Using Abstract Algebra To Understand Basic Combinatorics

Pascal’s triangle has many fascinating properties. One of them is for any given prime number p, the number of k-element subsets (0< k < p) of a p-element set is divisible by p:

[tex]p | \binom{p}{k}\qquad \qquad \qquad (*)[/tex]

You can think for a while how would you prove it. There might well be an elementary combinatorial proof of [tex](*)[/tex], although I suspect that it would be rather long and tedious. Fortunately there exists a simple proof using a bit of algebra!:

If [tex]k=1[/tex] or [tex]k=p-1[/tex], then [tex]\binom{p}{k}[/tex] equals [tex]p[/tex], so the task is trivial. Suppose now that 1<k<p-1 we will use the following simple facts about a group G acting on a set X:

Fact 1. X is the disjoint union of the orbits of the action.
Fact 2. The size of an orbit divides the size of the group.

Once you know what is an action, the above facts are almost immediate. To prove [tex](*)[/tex], consider the multiplicative cyclic group of size [tex]p-1[/tex],
[tex]G=\mathbb{F}_p^*=\langle\{1,\dots,p-1\},\cdot\rangle[/tex]
where [tex]m\cdot n[/tex] is calculated mod p.

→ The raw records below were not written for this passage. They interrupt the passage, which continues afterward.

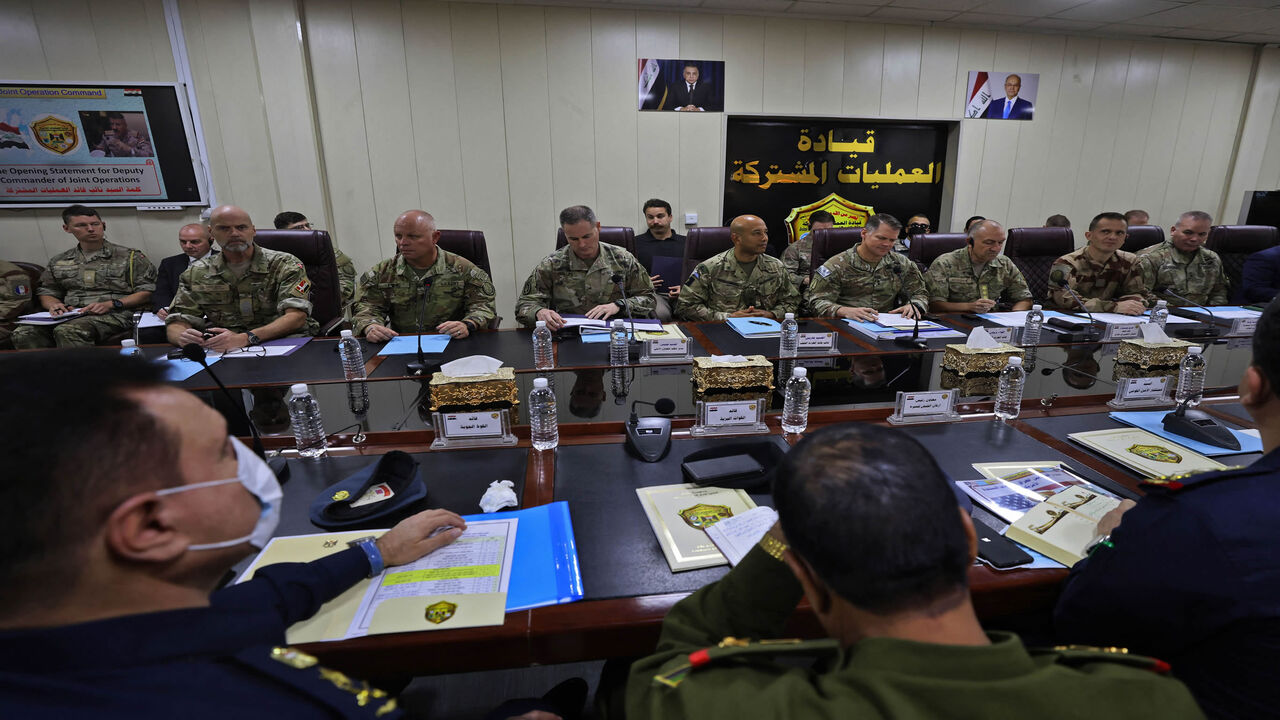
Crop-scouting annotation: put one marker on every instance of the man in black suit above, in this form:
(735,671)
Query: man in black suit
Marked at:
(195,244)
(691,95)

Let X be the set of all k-element subsets of [tex]\{0,\dots,p-1\}[/tex] and let G act on X by [tex]gA=\{ga\mid a\in A\}.[/tex] Let us show that the orbit of any [tex]A\in X[/tex] contains more than one element. Suppose [tex]A\in X[/tex]. Since 1< k < p-1, there are non-zero elements [tex]m\in A[/tex] and [tex]n\in \{0,\dots, p-1\}\setminus A[/tex]. Moreover since G is a group, there exists [tex]g\in G[/tex] such that [tex]g\cdot m=n[/tex] if you think of m and n as elements of G. But this is the same as saying [tex]n\in gA[/tex], so the orbit of A contains some set that is not A, i.e. we proved what we wanted.
By Fact 2, the orbit has exactly size p and so Fact 1 implies that |X| is divisible by p.